The Canon FX is a 35 mm SLR manufactured by Canon Inc. of Japan and introduced in April 1964.  It introduced the Canon FL lens mount, the successor to the Canon R.

The camera has a built-in lightmeter using a CdS photocell mounted on the photographer's left-hand side; unlike later cameras, it does not meter through the taking lens.  A lever switched between low sensitivity for bright subjects (EV 9–18) and high sensitivity for dark subjects (EV 1-10) (at ISO 100).  Film speeds supported are ISO 10 through 800.

The shutter is a horizontally-traveling focal plane shutter supporting speeds between 1/1000 and 1 second in full stop increments, selected by a dial on the top plate on the photographer's right.  The X-sync speed for flash is 1/55 sec.; flash support was through a PC socket on the front of the body.

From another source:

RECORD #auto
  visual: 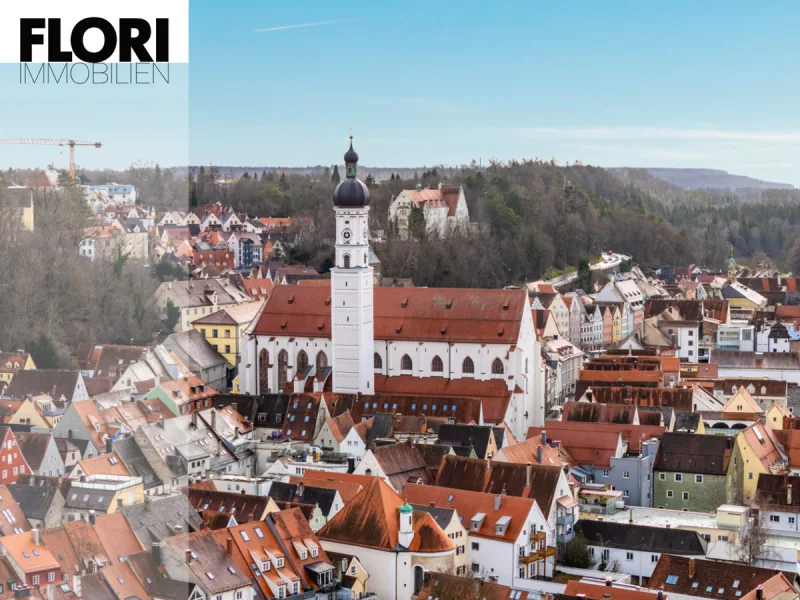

The viewfinder uses a glass pentaprism and gives coverage of 90% of the frame vertically and 93% horizontally, with a 0.9× magnification (with a 50 mm standard lens).

The FX was available with either silver or black metal parts. Obviously there could be a few hidden ones in cupboards and dens, however there were only two known all-black models until November 2014;There are now at least three, two are owned by a private collector in Pennsylvania, USA and another one by a private collector in Koromilia, Kilkis, Greece.